For three days Dick made steady progress toward health, but his progress was slow. Any mental effort produced severe pain in his head and sufficed to raise his temperature several points. As he gained in strength and became more and more clear in his thinking his anxiety in regard to his work began to increase. His congregations would be waiting him on Sunday, and he could not bear to think of their being disappointed. With no small effort had he gathered them together, and a single failure on his part he knew would have disastrous effect upon the attendance. He was especially concerned about the service at Bull Crossing, which was at once the point where the work was the most difficult, and, at the present juncture, most encouraging. Under his instructions Barney sought to secure a substitute for the service at Bull Crossing, but without result. Preachers were scarce in that country and every preacher had more work in sight than he could overtake. And so Dick fretted and wrought himself into a fever, until the doctor took him sternly to task.
"I don't see that it's your business to worry, Dick," he said. "I suppose you consider yourself as working under orders, and it is your belief, isn't it, that the One who gives the orders is the One who has laid you down here?"
"That's true," said Dick wearily, "but there's the people. A lot of them come a long way. It's been hard to get them together, and I hate to disappoint them."
"Well, we'll get someone," replied Barney. "We're a pretty hard combination to beat, aren't we, Margaret? There will be a man to take the service at Bull Crossing if I have to take it myself--a desperate resort, indeed."
"Why not, Barney?" asked Dick. "You could do it well."

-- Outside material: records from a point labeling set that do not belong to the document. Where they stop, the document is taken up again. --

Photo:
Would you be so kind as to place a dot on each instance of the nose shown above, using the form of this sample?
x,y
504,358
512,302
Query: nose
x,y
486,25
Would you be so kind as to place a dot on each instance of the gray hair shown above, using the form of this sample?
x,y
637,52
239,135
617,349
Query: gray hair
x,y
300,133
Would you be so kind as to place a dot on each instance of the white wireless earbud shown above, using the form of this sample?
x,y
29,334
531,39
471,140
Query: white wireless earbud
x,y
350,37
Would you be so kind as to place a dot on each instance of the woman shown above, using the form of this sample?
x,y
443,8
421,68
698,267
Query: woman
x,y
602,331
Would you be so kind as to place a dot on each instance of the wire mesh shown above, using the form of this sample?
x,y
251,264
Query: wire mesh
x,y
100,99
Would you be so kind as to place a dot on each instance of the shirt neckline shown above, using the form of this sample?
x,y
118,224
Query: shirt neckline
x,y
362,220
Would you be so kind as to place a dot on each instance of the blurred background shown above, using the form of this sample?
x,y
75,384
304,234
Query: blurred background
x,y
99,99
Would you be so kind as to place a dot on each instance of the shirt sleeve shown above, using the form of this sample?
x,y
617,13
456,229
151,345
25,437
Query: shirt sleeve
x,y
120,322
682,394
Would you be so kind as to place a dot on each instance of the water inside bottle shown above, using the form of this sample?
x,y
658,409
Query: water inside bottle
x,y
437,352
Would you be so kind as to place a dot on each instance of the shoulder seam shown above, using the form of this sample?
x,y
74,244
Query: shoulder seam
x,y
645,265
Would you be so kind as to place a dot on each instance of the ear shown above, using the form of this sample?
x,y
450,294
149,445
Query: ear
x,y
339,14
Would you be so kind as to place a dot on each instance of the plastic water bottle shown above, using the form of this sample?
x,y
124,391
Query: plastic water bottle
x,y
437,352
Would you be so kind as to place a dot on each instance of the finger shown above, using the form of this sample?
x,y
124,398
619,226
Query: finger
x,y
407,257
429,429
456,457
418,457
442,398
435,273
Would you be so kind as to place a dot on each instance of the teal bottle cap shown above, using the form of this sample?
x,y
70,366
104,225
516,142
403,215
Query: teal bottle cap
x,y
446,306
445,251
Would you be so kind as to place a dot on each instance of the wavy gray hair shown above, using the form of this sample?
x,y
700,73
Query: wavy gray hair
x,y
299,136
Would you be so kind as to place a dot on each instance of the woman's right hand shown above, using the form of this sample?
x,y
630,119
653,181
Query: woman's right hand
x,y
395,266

"What? Did you ever hear me talk? I can talk a little with my fingers, but my tongue is unconscionably slow."
"There was a man once slow of speech," replied Dick quietly, "but he was given a message and he led a nation into freedom."
Barney nodded. "I remember him. But he could do things."
"No," answered Dick, "but he believed God could do things."
"Perhaps so. That was rather long ago."
"With God," replied Dick earnestly, "there is no such thing as long ago."
"All the same," said Barney, "I guess these things don't happen now."
"I believe they happen," replied his brother, "where God finds a man who will take his life in his hand and go."
"Well, I don't know about that," replied Barney, "but I do know that you must quit talking and sleep. Now, hear me, drop that meeting out of your mind. I'll look after it."
But Saturday came and, in spite of every effort on Barney's part, he found no one for the service at Bull Crossing next day. There was still a slight hope that one of the officials of the congregation would consent to be a stop-gap for the day.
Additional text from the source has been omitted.